Lately, in my daily music therapy practice, I was feeling a lull, which I previously hadn’t recognized I had been feeling. The difficulty of working in private practice, or in a facility where you are alone as a music therapist, can be taxing. There are many factors to this, which I believe I’ve made aware in different posts, but what I didn’t realize until this week was that the lull I was experiencing was due to a lack of inspiration.
When you have the privilege of working with other music therapists, you have the opportunity to bounce ideas off one another, or observe great ideas and projects taking place. When you’re on your own, you are not only the number one expert in your field, you are your own resource. Additionally, like in any other profession, you have those with whom you are more inclined to share similarities and styles, and others who you don’t quite connect with. This means that you are not always going to find the inspiration you are seeking within your established connections. At times, it is necessary to branch out and keep seeking.
What I hadn’t known until this week was that I was desperate to branch out. At the start of my masters program, I was terrified of who I might meet and whether or not I would belong there. In other words, had I made a mistake in taking this risk to continue my studies? Would I be accepted by the other music therapists? Would they be much more qualified and on an entirely different level than myself as a therapist and clinician? Would they be better musicians than myself? – I mean, this is Berklee we’re talking about!
Immediately, however, I learned that everyone else there shared these same fears. We began to get to know each other and things instantly began to fall into place. I participated in introductions and basic conversations with each fellow student and became disappointed when each conversation had to end. Very quickly I found that each person there not only shared my interests and passions for learning more about music therapy, and subsequently themselves, but they were the relationships I hadn’t realized I was missing.
Throughout the week, I was increasingly more inspired. With every student, I felt like I had found an “expert” in various elements to music therapy – such as particular populations, experiences, educational backgrounds, musicianship, music therapy philosophies, and more. All of those questions that have been tumbling through my brain over the last few years suddenly connected to an “expert” I had met. But at the same time, everyone had just as many questions, considerations, and eagerness to become better music therapists. The most revelational element to the week was discovering that even with our differences, we share the same core desire to change the current music therapy world, and the world with music therapy.

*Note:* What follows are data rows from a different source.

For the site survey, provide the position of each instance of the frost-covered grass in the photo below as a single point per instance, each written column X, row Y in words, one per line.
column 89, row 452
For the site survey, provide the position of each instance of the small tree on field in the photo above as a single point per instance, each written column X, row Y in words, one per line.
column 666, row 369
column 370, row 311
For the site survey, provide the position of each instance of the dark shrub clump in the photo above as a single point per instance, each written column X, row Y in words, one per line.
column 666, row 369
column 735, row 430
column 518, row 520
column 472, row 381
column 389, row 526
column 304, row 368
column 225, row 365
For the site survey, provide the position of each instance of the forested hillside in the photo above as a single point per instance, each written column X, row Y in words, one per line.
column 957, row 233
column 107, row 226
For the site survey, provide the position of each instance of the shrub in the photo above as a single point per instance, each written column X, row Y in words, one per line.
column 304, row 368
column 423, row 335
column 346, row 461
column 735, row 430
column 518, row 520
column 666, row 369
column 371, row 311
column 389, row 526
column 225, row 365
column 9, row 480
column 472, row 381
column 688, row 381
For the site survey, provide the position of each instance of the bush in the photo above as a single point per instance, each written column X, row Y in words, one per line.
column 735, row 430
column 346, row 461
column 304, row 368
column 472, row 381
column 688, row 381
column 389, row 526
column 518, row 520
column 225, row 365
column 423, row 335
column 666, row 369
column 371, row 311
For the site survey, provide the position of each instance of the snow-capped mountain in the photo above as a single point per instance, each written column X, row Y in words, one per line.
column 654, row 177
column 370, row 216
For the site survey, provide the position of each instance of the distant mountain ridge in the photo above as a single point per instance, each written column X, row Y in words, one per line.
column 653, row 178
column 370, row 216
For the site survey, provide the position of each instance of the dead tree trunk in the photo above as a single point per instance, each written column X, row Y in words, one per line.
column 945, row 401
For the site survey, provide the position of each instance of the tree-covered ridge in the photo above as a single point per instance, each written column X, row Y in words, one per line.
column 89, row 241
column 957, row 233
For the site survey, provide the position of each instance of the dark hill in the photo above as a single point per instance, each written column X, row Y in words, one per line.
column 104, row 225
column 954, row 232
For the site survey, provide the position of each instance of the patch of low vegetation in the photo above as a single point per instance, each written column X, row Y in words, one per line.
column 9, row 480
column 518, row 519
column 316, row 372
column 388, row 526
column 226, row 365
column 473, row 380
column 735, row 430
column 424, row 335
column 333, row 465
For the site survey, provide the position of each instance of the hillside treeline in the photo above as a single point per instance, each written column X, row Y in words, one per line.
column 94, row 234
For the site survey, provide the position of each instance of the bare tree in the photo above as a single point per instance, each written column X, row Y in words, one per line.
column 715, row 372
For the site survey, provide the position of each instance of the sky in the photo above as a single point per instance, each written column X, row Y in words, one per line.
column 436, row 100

Within our week, we visited many wonderful facilities in the Boston area who have successful music therapy programs. At each facility, the story was different, but the current situation is the same. Each music therapy program is implemented into their facility with positive and successful inclusion in the care of their patients. These visits were both overwhelmingly insightful and also disheartening. But let me clarify – when I say disheartening, I mean that it is difficult for me to be aware that so often, it is a struggle to include music therapy into facilities in a way that makes it necessary. Throughout the week, we heard the phrase “music therapy is nice, but is it necessary“? Right now, the profession is on the cusp of educating and advocating the world that music therapy is not only meaningful, but is absolutely necessary for the care of every patient and client. And this idea is what we are preparing ourselves to help change.
At the end of every day, my heart was so full from the conversations, lectures, observations, and insights. I became emotional at too many elements than I would like to admit (though I know I wasn’t the only one)! I left home expecting to get right down to the book learning upon arrival at Berklee, but was completely caught off guard by the inspiration to continue pursuing my profession. Not only did I walk away with the feeling that I wanted to start learning more about myself, my practice, and my ability as a clinician, but I came home with an ambition to share with the world why I want to change it with music therapy.
Apparently, a little inspiration can go a long way.